Voting-Based Multi-Agent Reinforcement Learning for Intelligent IoT
This work addresses the problem of efficient decision-making in multi-agent IoT systems, offering a distributed solution that maintains convergence speed, though it appears incremental as it builds on existing MARL and optimization methods.
The paper tackles the challenge of multi-agent reinforcement learning (MARL) in large-scale IoT systems by proposing a voting-based approach to maximize globally averaged returns, achieving a sublinear convergence rate comparable to centralized learning through a distributed primal-dual algorithm and verifying it with numerical simulations and case studies.

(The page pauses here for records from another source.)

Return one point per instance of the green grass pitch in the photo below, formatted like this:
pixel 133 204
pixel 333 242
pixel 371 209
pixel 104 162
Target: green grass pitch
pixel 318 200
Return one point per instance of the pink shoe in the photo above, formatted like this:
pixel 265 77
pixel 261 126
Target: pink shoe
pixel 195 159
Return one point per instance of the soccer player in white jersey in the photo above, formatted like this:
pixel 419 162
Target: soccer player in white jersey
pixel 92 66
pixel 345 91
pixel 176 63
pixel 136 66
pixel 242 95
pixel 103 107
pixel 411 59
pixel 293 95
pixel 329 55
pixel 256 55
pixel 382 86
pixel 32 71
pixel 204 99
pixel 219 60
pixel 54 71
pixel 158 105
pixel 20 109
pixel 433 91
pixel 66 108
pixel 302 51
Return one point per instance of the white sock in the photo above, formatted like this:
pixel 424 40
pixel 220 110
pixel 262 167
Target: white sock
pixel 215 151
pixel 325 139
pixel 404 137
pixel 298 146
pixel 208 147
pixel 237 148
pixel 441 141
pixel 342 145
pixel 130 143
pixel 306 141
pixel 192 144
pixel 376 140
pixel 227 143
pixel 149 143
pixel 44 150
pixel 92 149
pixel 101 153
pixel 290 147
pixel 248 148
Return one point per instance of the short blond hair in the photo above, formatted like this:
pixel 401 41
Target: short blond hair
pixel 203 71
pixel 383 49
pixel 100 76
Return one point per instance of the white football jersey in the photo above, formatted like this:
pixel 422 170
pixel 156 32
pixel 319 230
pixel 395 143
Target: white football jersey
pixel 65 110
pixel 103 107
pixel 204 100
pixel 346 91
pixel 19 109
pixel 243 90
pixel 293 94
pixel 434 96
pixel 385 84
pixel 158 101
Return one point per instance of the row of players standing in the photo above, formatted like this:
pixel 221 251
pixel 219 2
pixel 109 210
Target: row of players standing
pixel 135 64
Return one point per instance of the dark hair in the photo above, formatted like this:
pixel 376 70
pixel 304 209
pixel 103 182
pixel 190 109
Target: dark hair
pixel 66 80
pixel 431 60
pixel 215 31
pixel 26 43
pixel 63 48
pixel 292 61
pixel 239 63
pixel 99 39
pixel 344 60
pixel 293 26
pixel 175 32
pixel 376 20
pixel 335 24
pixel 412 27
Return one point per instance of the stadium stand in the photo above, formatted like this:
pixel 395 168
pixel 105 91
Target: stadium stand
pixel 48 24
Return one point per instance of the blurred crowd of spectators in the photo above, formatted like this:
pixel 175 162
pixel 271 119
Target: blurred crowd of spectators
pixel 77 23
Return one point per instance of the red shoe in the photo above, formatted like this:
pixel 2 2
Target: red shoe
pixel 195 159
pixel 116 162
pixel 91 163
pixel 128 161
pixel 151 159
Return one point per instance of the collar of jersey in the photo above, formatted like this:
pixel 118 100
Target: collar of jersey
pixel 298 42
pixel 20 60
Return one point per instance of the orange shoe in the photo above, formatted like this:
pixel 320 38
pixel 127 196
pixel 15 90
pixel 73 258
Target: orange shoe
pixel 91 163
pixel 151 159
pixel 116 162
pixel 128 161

The recent success of single-agent reinforcement learning (RL) in Internet of things (IoT) systems motivates the study of multi-agent reinforcement learning (MARL), which is more challenging but more useful in large-scale IoT. In this paper, we consider a voting-based MARL problem, in which the agents vote to make group decisions and the goal is to maximize the globally averaged returns. To this end, we formulate the MARL problem based on the linear programming form of the policy optimization problem and propose a distributed primal-dual algorithm to obtain the optimal solution. We also propose a voting mechanism through which the distributed learning achieves the same sublinear convergence rate as centralized learning. In other words, the distributed decision making does not slow down the process of achieving global consensus on optimality. Lastly, we verify the convergence of our proposed algorithm with numerical simulations and conduct case studies in practical multi-agent IoT systems.